Des pensées similaires l’avaient d’abord déprimé cet été, après le verrouillage initial de la France de mars à mai. Ils ont de nouveau frappé lorsque le pays a été confiné pour la deuxième fois à partir du 30 octobre. Son université a fermé ses portes. Ses cours de sciences politiques sont devenus virtuels. Plutôt que d’être seul dans son appartement étudiant, il est retourné chez ses parents à Rouen, séparé de son réseau de soutien et ruminant sur son avenir incertain.

«Le premier verrouillage n’a pas vraiment eu beaucoup d’effet sur moi», dit-il à Guillin, mais le second «m’a vraiment coulé».

«Être à nouveau confiné, devoir toujours rester dans un périmètre limité, ne pas pouvoir voir mes amis aussi souvent que d’habitude, ça m’a dérangé», dit-il.

La sécurité de l’hospitalisation et des médicaments a rapidement commencé à le stabiliser. Reposant sur sa table de chevet se trouvait un Rubik’s Cube qu’il avait résolu.

Guillin, qui dirige plusieurs unités à l’hôpital et compte 200 membres du personnel médical sous ses ordres, dit qu’ils constatent une forte augmentation du nombre de jeunes adultes cherchant de l’aide pour des problèmes d’anxiété, de dépression, de toxicomanie et d’autres difficultés. Il se prépare à plus.

«Nous verrons très probablement la crête de la vague dans les mois à venir», dit-il.

La pandémie a également eu d’autres répercussions sur la santé mentale qui sont moins évidentes mais non moins dévastatrices.

Guillin déplore toujours la mort d’une patiente qui s’est suicidée lors du premier lock-out, 48 heures après ce qui s’est avéré être leur dernier rendez-vous. Elle portait un masque à cette réunion, pour se protéger contre le virus. Cela a interféré avec sa lecture de la profondeur de sa détresse, dit-il.

«C’était une femme très expressive et là, avec le masque, j’ai mal évalué les choses», dit-il. «Rétrospectivement, je me dis que peut-être, sans le masque, j’aurais été plus alerte et faire plus.

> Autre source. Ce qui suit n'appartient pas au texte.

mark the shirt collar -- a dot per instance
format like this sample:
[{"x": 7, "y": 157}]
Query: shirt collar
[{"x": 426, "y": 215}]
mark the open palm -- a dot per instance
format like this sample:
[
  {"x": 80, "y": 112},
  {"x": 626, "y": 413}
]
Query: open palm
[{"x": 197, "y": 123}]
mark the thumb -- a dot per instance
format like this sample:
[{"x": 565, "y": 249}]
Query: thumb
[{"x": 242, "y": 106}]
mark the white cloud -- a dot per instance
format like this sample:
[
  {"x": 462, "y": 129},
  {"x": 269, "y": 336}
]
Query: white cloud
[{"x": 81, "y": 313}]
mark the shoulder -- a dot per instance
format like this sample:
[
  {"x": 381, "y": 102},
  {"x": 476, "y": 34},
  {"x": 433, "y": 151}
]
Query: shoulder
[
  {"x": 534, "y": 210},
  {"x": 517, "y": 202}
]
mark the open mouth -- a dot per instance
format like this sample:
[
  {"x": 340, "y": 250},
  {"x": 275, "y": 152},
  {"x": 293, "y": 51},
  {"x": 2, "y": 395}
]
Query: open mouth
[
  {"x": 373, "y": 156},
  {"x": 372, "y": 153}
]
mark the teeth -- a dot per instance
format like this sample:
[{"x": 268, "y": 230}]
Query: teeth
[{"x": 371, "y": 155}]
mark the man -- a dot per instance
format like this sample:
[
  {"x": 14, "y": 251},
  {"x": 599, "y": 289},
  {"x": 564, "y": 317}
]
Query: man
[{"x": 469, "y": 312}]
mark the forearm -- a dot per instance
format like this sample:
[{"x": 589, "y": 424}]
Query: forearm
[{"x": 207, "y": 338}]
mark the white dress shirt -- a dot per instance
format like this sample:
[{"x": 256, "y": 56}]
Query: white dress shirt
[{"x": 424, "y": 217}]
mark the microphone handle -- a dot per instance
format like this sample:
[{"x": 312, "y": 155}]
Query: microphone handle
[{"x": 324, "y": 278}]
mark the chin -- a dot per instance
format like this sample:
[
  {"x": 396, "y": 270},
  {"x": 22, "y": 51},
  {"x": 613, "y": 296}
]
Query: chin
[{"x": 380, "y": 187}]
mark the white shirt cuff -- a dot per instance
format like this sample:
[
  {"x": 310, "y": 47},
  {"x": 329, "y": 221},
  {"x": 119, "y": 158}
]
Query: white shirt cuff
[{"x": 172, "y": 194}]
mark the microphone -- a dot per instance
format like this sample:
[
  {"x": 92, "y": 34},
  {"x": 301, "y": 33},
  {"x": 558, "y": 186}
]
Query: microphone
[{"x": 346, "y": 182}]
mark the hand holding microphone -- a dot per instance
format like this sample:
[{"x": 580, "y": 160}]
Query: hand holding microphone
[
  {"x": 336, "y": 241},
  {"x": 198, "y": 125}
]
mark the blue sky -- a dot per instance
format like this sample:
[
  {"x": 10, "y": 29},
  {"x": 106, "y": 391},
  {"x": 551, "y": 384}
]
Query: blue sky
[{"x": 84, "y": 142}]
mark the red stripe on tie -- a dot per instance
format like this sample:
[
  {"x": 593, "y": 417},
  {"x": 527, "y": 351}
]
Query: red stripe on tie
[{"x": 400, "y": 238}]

Les patients ont également été blessés par le détournement de ressources de la santé mentale pour lutter contre le COVID-19.

La thérapie électroconvulsive qui avait aidé Laura, une étudiante, à sortir de sa grave dépression a été déstabilisée lorsque des anesthésiologistes – qui sont nécessaires pour l’endormir pendant que des courants électriques traversaient son cerveau – ont été réquisitionnés pour soigner des patients infectés par le virus.

«Mon moral s’est détérioré peu de temps après, et les idées suicidaires sont revenues», dit-elle à Guillin.

Laura dit pour elle que la thérapie est «aussi urgente que le COVID-19». Elle dit que donner la priorité aux patients infectés par le virus «est un peu stupide et méchant». Maintenant, au lieu de sortir de l’hôpital à la mi-novembre comme elle l’avait espéré, Laura a dû rester.

Aux urgences, pour la troisième fois en deux heures, une autre jeune femme entre par les doubles portes, vêtue de noir, l’air creuse. La salle 1 étant déjà occupée par la jeune fille de 25 ans, la lycéenne de 18 ans est présentée dans la salle 2. Après son premier entretien avec une infirmière et un soignant, elle se blottit sur sa chaise.

L’infirmière, Sébastien Lormelet, et la soignante, Anita Delarue, échangent des notes dans la salle du personnel où le nom et l’heure d’admission de l’adolescent, 17h02, sont inscrits au marqueur noir sur le tableau blanc.

«Le verrouillage a beaucoup à voir avec cela, car elle dit que le premier a été difficile. Avec le second, maintenant, si elle pouvait s’éclipser, elle le ferait », dit Delarue.

«Elle ne résisterait pas à une troisième.